What to Expect During a Breast Ultrasound

A breast ultrasound is a non-invasive medical test that uses high-frequency sound waves to create images of the breast’s internal structures. This procedure does not involve radiation, making it a safe option for imaging. During the examination, you will typically lie on your back on an examination table, and a trained sonographer or radiologist will perform the scan.

The process involves applying a water-soluble gel to the skin over the breast. This gel helps the handheld transducer, a small probe, glide smoothly, allowing sound waves to travel effectively into the body. The sonographer will gently move this transducer over the breast, and sometimes the underarm area, to visualize the tissue. The procedure is generally painless, though you might feel some pressure from the transducer, especially if a tender area is being examined. A typical breast ultrasound takes approximately 10 to 30 minutes to complete, after which the gel is wiped off, and you can resume your usual activities immediately.

Understanding Ultrasound Results

A breast ultrasound provides detailed images that reveal the nature of breast tissue and any identified findings. It can differentiate between fluid-filled cysts and solid masses. Cysts typically appear anechoic (without internal echoes) with well-defined, thin walls and enhanced sound transmission, indicating they are benign. Solid masses, however, may have different characteristics, such as internal echoes or irregular shapes, which could warrant further investigation.

Findings from a breast ultrasound are often categorized using a standardized system, such as the Breast Imaging-Reporting and Data System (BI-RADS). This system assigns a numerical score, usually from 0 to 6, to findings from imaging tests like ultrasound, mammography, and MRI, helping radiologists communicate the significance of the findings and guide next steps. For instance, a BI-RADS 1 or 2 typically indicates no suspicious findings or benign findings, respectively. A BI-RADS 3 suggests a probably benign finding with a very low likelihood of malignancy, usually less than 2%, often warranting short-interval follow-up.

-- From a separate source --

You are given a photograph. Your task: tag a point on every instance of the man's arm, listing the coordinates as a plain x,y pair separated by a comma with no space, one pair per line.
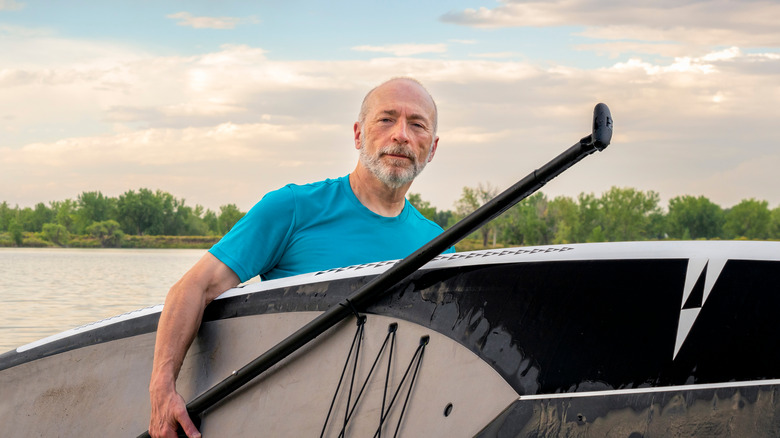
179,322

Beyond cysts, fibroadenomas are another common benign finding identified by ultrasound. These are solid, usually round or oval-shaped, and freely movable masses common in younger women. If the ultrasound reveals suspicious characteristics, such as a solid mass with irregular margins or a “taller than wide” shape, it may indicate the need for additional imaging, like an MRI, or a biopsy for a definitive diagnosis. A biopsy involves taking a small tissue sample for microscopic examination to determine if cancer cells are present.

Next Steps and Importance of Follow-Up

Following a breast ultrasound, discussing the results with your referring physician or radiologist is important. The radiologist who interprets the images will send a detailed report to your doctor, who will then explain the findings and recommend the personalized next steps. This discussion ensures you understand the nature of any findings and the proposed management plan.

The subsequent actions are individualized, depending on the ultrasound results and your overall health profile. These steps might range from routine annual mammograms and clinical breast exams for benign findings to short-interval follow-up imaging, such as another ultrasound in six months, for probably benign findings. If the findings are suspicious, a biopsy may be recommended to obtain a tissue sample for definitive diagnosis.

Mammography and ultrasound are complementary tools, each providing unique insights into breast health. Their combined use offers a more comprehensive assessment, helping to detect abnormalities that might be missed by one method alone. These procedures offer reassurance and guide appropriate care.